At OCDI, residents work at dealing with their condition for hours and hours each day, all the while agreeing not to carry out the compulsive behaviors that they once used to temporarily neutralize the power of their thoughts. Each ERP is designed to address a particular obsession or compulsion. Compulsive washers will touch toilets and not be allowed to wash.
Jonathan had to listen to a loop tape, hearing, "I hope my mother will die today" while he pursued activities he enjoyed, "because the thoughts are just thoughts, there's no credence to that happening." He seems agitated and a little rote when he says this, as if the "cure" hasn't quite taken hold.
Repeated exposure to the source of the anxiety, the theory goes, will desensitize a person to it, robbing it of emotional power.
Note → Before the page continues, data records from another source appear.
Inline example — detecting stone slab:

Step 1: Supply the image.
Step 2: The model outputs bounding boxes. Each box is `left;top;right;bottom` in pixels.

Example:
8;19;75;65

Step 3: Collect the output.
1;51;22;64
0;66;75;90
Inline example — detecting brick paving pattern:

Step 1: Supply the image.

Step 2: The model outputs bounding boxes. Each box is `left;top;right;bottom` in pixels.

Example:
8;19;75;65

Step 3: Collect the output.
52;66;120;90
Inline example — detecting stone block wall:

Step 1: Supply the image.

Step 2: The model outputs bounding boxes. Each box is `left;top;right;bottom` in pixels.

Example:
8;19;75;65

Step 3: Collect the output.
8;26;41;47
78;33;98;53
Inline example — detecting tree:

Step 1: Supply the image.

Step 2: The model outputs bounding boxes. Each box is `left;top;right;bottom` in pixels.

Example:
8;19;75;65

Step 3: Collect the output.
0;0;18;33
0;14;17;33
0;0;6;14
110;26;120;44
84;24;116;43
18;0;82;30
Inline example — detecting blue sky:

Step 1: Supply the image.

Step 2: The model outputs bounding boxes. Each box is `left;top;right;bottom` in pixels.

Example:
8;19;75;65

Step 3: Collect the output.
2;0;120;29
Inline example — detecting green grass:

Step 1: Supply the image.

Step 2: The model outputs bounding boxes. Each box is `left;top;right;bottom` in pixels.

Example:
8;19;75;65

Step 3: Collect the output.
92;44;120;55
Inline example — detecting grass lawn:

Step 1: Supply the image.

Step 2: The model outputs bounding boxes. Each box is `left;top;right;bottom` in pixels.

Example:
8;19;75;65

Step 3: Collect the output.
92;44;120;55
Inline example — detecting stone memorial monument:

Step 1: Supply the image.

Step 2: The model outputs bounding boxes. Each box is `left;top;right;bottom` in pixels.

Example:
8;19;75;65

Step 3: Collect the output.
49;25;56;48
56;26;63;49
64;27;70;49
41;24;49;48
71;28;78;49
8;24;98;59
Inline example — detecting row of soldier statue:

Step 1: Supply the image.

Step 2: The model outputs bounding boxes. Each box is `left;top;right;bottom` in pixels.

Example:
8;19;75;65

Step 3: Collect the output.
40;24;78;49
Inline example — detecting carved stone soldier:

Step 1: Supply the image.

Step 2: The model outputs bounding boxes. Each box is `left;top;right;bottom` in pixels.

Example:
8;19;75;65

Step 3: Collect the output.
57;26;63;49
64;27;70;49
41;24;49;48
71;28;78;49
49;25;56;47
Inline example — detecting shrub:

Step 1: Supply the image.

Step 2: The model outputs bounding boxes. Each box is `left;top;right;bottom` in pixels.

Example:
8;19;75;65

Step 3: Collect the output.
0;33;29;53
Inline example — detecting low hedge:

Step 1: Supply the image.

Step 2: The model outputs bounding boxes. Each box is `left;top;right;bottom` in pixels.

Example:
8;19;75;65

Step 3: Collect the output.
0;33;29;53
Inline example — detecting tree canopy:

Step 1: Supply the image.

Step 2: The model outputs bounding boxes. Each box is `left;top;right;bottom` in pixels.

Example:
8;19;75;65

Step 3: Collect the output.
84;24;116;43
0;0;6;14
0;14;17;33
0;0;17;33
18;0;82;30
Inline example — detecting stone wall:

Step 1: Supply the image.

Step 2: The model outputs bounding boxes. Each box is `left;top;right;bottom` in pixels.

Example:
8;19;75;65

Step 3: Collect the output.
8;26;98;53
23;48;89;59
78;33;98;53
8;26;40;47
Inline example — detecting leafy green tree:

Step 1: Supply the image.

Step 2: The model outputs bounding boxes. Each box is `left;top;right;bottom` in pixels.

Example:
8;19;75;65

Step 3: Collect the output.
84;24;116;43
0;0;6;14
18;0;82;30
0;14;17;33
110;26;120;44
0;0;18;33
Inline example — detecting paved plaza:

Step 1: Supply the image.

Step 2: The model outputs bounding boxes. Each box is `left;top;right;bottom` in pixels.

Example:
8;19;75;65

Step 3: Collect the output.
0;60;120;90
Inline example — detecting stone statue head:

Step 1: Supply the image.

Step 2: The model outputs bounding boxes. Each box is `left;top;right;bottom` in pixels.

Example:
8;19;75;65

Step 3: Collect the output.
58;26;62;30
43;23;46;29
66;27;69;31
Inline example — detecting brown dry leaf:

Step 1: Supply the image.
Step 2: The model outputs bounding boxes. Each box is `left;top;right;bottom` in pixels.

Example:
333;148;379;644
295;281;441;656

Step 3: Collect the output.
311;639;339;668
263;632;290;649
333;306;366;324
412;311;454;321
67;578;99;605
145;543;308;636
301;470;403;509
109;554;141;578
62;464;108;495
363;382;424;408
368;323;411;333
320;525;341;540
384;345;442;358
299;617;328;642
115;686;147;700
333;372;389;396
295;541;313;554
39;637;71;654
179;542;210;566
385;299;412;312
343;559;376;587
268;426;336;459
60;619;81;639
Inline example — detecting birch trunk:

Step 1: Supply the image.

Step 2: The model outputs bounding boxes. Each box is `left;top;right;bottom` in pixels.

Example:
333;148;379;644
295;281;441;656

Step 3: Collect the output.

In one memorable example, a person with an obsessional fear of stabbing someone was placed in ever greater proximity to knives. Eventually he graduated to standing behind an OCDI staff member for 90 minutes, holding a knife at the ready for a fatal thrust.
No one knows for certain what goes on inside the brain of a person living with OCD, but science is coming much closer to an answer. According to S. Evelyn Stewart, M.D., an assistant professor of psychiatry at Harvard medical school, brain imaging has revealed a biological underpinning for OCD: An overactive loop runs from the brain's decision center (or orbitofrontal cortex) to its movement-governing center (thalamus) and into the basal ganglia, which governs the off switch for thoughts and behaviors.
In primitive times, obsessive-compulsive traits conferred real advantages to humans. Some elementary fear of pestilence and contamination, the prevention of harm, and the concern about necessities probably set the upwardly mobile cave dweller on the route to success.
Similarly, these traits can give you a leg up in today's workplace, as long as you stop shy of the destructive behaviors that mark the disorder. If you tell a job interviewer that you are obsessed with your work, compulsively neat, and utterly scrupulous, chances are you'll impress him or her with your ability and not your insanity. Double-checking a manuscript can prevent you from leaving a critical "l" out of somebody's public-service award. And I challenge you to find a successful salesman who is not more than a little over the top about closing a deal.